[review] new string type (take 2)

Andrei Alexandrescu SeeWebsiteForEmail at erdani.org
Fri Jan 14 09:03:28 PST 2011


On 1/14/11 5:06 AM, Steven Schveighoffer wrote:
> On Thu, 13 Jan 2011 23:03:35 -0500, Steven Wawryk <stevenw at acres.com.au>
> wrote:
>
>> On 14/01/11 02:25, Steven Schveighoffer wrote:
>> > On Wed, 12 Jan 2011 04:49:26 -0500, Steven Wawryk
>> <stevenw at acres.com.au>
>> > wrote:
>> >
>> >>
>> >> I like the direction you're taking but have some quibbles about
>> >> details. Specifically, I'd go for a more complete separation into
>> >> random-access code-unit ranges and bidirectional code-point ranges:
>> >
>> > Thanks for taking the time. I will respond to your points, but please
>> > make your rebuttals to the new thread I'm about to create with an
>> > updated string type.
>> >
>> >> I don't see a need for _charStart, opIndex, opSlice and codeUnits. If
>> >> the underlying T[] can be returned by a property, then these can be
>> >> done through the code-unit array, which is random-access.
>> >
>> > But that puts extra pain on the user for not much reason. Currently,
>> > strings slice in one operation, you are proposing that we slice in
>> three
>> > operations:
>> >
>> > 1. get the underlying array
>>
>> myString vs myString.data
>>
>> > 2. slice it
>>
>> Same for both.
>>
>> > 3. reconstruct a string based on the slice.
>>
>> myOtherString = find(myString, 'x');
>> vs
>> myOtherString = find(myString.data, 'x');
>>
>> You may see extra pain.

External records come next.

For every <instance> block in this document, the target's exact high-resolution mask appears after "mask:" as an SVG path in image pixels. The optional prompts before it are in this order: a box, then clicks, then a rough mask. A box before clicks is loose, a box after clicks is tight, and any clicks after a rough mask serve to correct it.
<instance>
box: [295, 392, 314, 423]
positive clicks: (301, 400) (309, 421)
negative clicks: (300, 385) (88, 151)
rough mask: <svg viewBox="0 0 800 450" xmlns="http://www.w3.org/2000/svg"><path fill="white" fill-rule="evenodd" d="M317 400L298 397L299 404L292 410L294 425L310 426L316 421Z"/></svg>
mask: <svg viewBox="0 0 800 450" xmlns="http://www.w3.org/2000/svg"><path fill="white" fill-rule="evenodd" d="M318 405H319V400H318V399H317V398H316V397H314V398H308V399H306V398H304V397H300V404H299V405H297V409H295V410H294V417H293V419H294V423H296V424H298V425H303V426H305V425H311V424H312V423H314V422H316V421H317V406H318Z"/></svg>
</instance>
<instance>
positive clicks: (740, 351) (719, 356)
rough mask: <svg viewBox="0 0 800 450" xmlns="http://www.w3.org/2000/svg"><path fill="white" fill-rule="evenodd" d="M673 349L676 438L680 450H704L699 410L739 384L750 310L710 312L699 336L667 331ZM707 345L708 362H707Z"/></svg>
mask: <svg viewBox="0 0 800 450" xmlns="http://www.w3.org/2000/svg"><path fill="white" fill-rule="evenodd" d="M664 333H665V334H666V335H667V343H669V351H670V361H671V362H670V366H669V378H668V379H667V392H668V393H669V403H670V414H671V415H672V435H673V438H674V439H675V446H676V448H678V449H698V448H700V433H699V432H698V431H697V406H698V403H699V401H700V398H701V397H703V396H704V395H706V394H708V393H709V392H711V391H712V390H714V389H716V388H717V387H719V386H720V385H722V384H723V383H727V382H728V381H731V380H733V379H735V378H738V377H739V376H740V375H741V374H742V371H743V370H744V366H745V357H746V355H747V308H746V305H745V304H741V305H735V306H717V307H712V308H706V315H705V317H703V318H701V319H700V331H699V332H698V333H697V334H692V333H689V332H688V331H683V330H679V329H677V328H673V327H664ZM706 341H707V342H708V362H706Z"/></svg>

I see extra control. The user is making it
>> explicit at what level (code-unit/code-point/grapheme/whatever) of
>> range he/she wants the called algorithm to be working on.
>
> Exactly, that is what my string type allows. You can either do it at the
> code-point (and probably grapheme, discussion in progress) level, or you
> can do it at the code-unit level. I don't see how restricting the user
> to only doing it at the code-unit level is not more painful.
>
>> > Plus, if you remove opIndex, you are restricting the usefulness of the
>> > range. Note that this string type already will decode dchars out of the
>> > front and back, why not just give that ability to the middle of the
>> string?
>>
>> Because at the code-point level it *isn't* a random-access range and
>> the index makes no sense at the code-point level, only at the
>> code-unit level. It's encouraging the confusion of 2 distinctly
>> different abstractions or "views" of the same data. All the slicing
>> and indexing you're artificially putting in the code-point range is
>> already available in the code-unit range, and its only benefit is to
>> allow the user to save typing ".data".
>
> I respectfully disagree. A stream built on fixed-sized units, but with
> variable length elements, where you can determine the start of an
> element in O(1) time given a random index absolutely provides
> random-access. It just doesn't provide length.

I equally respectfully disagree. I think random access is defined as 
accessing the ith element in O(1) time. That's not the case here.